A reverie of 2002 and 2003 in Toronto’s sleepy Burlington suburb, I Like Movies initially takes on the appearance of nostalgia with its sight of lined video store walls viewed in the age of streaming. But tougher subject matter is somewhat at hand, as we hone in on high school senior and outcast Lawrence (Isaiah Lehtinen), the kind of kid who makes sure to note it as “Paul Thomas Anderson’s Punch-Drunk Love” when buying a ticket from a hapless cashier. A one-track mind making him oblivious to the pain of his single mother (Krista Bridges) and most of those around him, he’s basically the realistic version of the teen cinephile / aspiring filmmaker romanticized to countless young people by the character of Dawson Leery.

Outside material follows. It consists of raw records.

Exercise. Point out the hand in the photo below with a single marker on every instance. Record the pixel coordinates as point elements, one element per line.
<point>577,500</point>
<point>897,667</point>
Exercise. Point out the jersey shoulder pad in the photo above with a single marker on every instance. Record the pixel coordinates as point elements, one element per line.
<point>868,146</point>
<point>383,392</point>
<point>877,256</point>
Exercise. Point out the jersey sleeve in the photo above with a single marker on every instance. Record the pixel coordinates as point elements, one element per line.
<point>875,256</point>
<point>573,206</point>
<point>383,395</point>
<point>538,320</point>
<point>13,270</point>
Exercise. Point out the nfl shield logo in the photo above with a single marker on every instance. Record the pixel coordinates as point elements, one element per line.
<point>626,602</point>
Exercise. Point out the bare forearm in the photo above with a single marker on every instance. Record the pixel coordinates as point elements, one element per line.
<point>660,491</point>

Recovering from his father’s suicide four years earlier and besieged by emotional problems, his life begins to revolve entirely around his desperation to get into NYU film school (as a considerable amount of Canadians have some kind of self-loathing about not being American), with a hefty $90K tuition fee standing in his way. Luckily he’s able to finagle his way into a job at his local video store Sequels, if only because the manager Alana (Romina D’Ugo) takes pity on him and his socially maladroit ways. Upending the social dynamic between him and clingy best friend Matt (Percy Hynes White), Lawrence’s single-minded quest and dedication to his interests continues to alienate those around him, to both cringe-inducing and occasionally amusing ends.

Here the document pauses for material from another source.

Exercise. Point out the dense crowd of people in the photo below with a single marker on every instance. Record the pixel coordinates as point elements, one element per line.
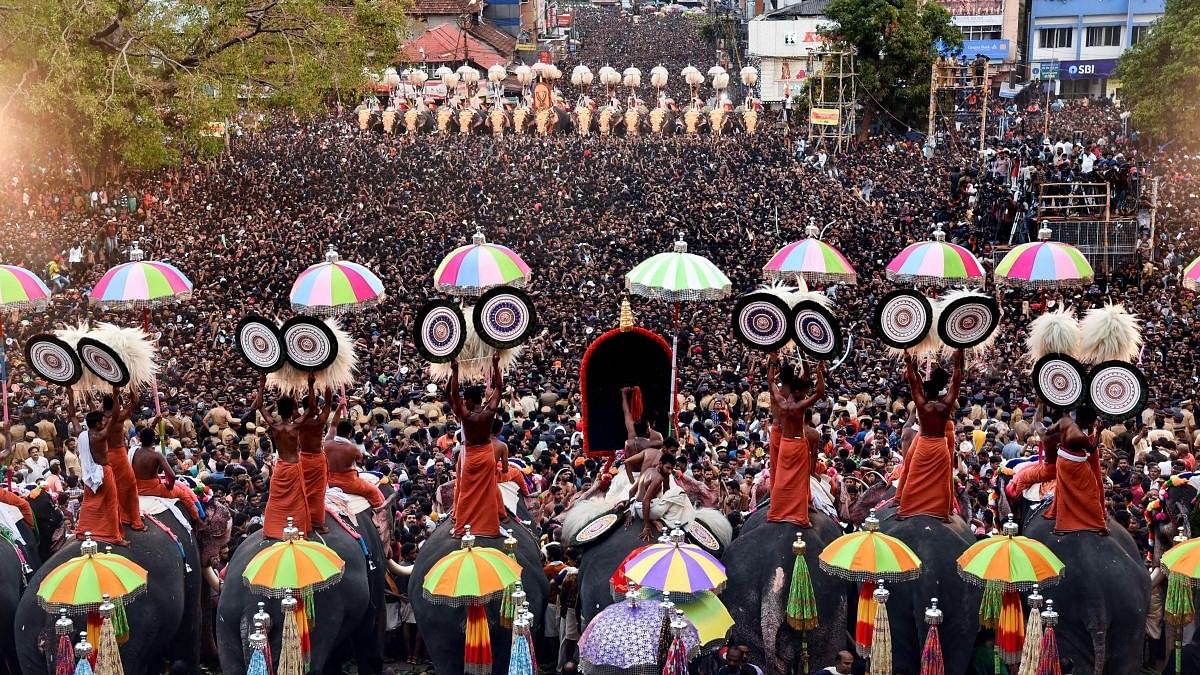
<point>582,213</point>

Though kind of affable—due in large part to Lehtinen’s very funny and charismatic performance—I Like Movies begins to suffer from slack pacing bred by an episodic structure. There’s a feeling, about halfway through, of biding time until its predetermined softball conclusion; the number of gags that rely on name-checking 2002 movies gradually runs out. There are some signs of a more interesting movie when (not to reveal too much) a potential trauma bond forms between Lawrence and the exasperated Alana. While admirable as a risky (yet brief) tonal shift, it can’t follow up on that willingness to divert from some more crowd-pleasing festival formula. Its conclusion is too easy, adhering to the recipe for typical Sundance dramedy humanism—everyone just kind of hugs it out and lets time heal all wounds.

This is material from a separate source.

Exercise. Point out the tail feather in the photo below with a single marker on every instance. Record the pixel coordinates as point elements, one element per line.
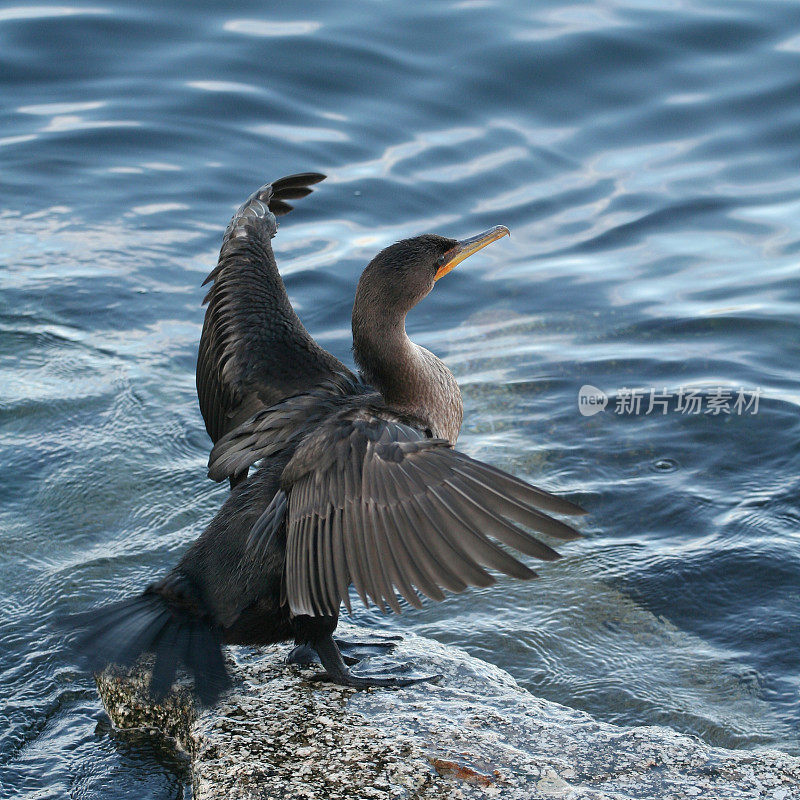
<point>174,632</point>
<point>169,650</point>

While I Like Movies‘ skewering of the entitlement, narcissism, and aggression that comes with being a 17-year-old is spot-on—and recognizes how cinema, maybe more than any other art form, draws angry, socially awkward young men into its orbit—one wishes it had something more interesting up its sleeve than treating film-bro myopia as placeholder for lack of a father figure. One need not look further than the recent Funny Pages to see a tale of obsessively dweeby, young-male hubris taken to more uncompromising, bitter lengths. If it’s noble that I Like Movies wants to cast some sympathy on a subject from which you’d shield your eyes in public, that alone doesn’t quite justify 95 minutes.
I Like Movies premiered at the Toronto International Film Festival.